I was not sure of the port of galveston was an entry port.

from the port of galveston website:
The Port is located on the upper Texas coast at the mouth of beautiful Galveston Bay, just 30 minutes steaming time from the open sea. This ideal location boasts facilities to handle all types of cargo including Containers, Dry and Liquid Bulk, Breakbulk, RO/RO, Refrigerated and Project Cargoes and Cruise Passengers.

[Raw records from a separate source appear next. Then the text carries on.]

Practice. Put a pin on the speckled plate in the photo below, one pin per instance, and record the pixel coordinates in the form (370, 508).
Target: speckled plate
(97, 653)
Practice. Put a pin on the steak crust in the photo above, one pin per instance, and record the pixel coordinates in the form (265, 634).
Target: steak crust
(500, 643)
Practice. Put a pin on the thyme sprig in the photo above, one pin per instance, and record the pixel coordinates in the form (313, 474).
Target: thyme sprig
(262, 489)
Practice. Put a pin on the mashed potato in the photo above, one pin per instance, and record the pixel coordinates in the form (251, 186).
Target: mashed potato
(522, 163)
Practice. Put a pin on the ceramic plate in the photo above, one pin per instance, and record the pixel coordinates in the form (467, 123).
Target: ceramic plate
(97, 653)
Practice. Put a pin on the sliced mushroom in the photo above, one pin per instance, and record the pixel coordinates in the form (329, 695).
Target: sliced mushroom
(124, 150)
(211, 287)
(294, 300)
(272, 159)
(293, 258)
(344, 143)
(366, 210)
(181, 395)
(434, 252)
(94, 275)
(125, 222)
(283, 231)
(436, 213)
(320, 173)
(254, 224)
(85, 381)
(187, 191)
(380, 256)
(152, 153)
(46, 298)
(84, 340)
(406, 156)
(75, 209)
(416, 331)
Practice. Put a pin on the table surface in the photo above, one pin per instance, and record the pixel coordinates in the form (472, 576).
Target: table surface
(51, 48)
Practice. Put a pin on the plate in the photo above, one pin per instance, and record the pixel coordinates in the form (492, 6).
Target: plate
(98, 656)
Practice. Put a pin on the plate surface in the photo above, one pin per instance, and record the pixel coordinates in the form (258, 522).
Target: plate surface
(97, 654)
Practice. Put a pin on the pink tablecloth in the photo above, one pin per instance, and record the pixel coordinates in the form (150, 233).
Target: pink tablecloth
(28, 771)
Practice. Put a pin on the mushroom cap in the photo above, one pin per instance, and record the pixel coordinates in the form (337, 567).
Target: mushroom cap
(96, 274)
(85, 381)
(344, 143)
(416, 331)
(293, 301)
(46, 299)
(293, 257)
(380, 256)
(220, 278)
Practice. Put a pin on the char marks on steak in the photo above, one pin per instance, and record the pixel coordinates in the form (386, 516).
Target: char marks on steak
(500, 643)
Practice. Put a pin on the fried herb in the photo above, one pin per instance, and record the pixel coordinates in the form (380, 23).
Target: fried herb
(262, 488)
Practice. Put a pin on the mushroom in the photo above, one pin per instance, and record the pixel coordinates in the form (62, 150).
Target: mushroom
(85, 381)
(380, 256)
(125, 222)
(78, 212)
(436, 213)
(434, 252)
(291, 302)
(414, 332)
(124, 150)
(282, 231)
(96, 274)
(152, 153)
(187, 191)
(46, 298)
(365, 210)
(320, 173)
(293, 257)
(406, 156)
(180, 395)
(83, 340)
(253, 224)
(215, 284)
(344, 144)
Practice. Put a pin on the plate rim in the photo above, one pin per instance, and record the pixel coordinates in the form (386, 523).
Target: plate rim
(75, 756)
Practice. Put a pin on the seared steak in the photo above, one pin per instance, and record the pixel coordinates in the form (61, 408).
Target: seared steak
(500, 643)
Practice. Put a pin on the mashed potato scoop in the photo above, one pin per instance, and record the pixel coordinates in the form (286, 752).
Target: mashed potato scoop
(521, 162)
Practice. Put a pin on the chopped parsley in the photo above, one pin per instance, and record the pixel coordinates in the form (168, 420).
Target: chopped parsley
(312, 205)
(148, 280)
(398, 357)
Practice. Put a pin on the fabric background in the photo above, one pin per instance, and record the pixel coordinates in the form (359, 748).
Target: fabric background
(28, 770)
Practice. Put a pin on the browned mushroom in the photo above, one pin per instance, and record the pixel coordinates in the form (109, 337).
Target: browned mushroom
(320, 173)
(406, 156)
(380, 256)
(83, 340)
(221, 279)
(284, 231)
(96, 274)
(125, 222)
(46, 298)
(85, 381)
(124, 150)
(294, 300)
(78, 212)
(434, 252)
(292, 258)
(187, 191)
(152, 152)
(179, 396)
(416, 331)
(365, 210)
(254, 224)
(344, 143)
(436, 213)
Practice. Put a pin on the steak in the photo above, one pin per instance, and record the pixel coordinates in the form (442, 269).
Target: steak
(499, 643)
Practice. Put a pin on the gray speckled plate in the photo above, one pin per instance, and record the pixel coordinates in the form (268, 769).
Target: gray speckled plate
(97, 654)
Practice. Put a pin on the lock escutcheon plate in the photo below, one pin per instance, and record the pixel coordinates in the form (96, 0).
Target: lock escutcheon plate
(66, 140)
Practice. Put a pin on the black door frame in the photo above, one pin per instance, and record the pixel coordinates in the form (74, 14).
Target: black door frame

PIER 34 ROLL-ON, ROLL-OFF CARGO TERMINAL
Operator: Wallenius Wilhelmsen Logistics 
***8226; Water depth of 38***8217;
***8226; 44,530 sq. ft. warehouse space
***8226; Truck and rail served


----------



## JT 550i SD (Apr 25, 2005)

*NYK Lines*

NYK Lines to Port Hueneme. BMW West Coast VPC in OXnard about a 1 mile drive form the port.


----------



## col4bin (May 8, 2008)

I guess I am unclear if Colorado cars will go to the west coast or an east coast port.


----------



## Juris335 (Feb 11, 2008)

*Colorado Shippin*

If you ever learn which port, would you let me know? Mine rolls off the production line tomorrow 16 May. I expect it around mid-June in Colorado. Good luck!


----------



## col4bin (May 8, 2008)

I spoke to my SA today and he told me it is west coast. i will hopefully know which boat my car is on in a couple of days.


----------



## gravityboyd (Apr 21, 2008)

I ordered mine through Gebhardt, finished production yesterday and is waiting to get loaded onto the boat. Customer service at BMW told me it was headed to Cali. He said it'll spend 21 days on the water...  damn this waiting SUCKS!


----------



## col4bin (May 8, 2008)

gravityboyd said:


> I ordered mine through Gebhardt, finished production yesterday and is waiting to get loaded onto the boat. Customer service at BMW told me it was headed to Cali. He said it'll spend 21 days on the water...  damn this waiting SUCKS!


got mine from Murray. The next NYK boat bound for CA leaves bremerhaven on May 19. I think the journey is expected to be ~24 days. Give it another week or so to get to CO (prep time at the port) and then it just depends on how fast your dealer can get the car ready. If all goes well, we will both be driving our new cars around mid-June.


----------



## JSpira (Oct 21, 2002)

col4bin said:


> I spoke to my SA today and he told me it is west coast. i will hopefully know which boat my car is on in a couple of days.


It is west coast but why ask your service advisor about this? :dunno: I would ask the salesperson these types of questions, no?


----------



## col4bin (May 8, 2008)

JSpira said:


> It is west coast but why ask your service advisor about this? :dunno: I would ask the salesperson these types of questions, no?


I did. I was using SA to refer to my sales advisor.


----------



## JSpira (Oct 21, 2002)

col4bin said:


> I did. I was using SA to refer to my sales advisor.


SA only means Service Advisor.


----------



## evo2335 (Apr 3, 2008)

NYK is hard to track online.. i'm on the global leader vessel and i have not figured out how to track it. My sales advisor gave me the info and it is expected around June 4th but I'm having the hardest time finding it...waiting is not fun...


----------



## col4bin (May 8, 2008)

JSpira said:


> SA only means Service Advisor.


ok. sorry for the confusion.


----------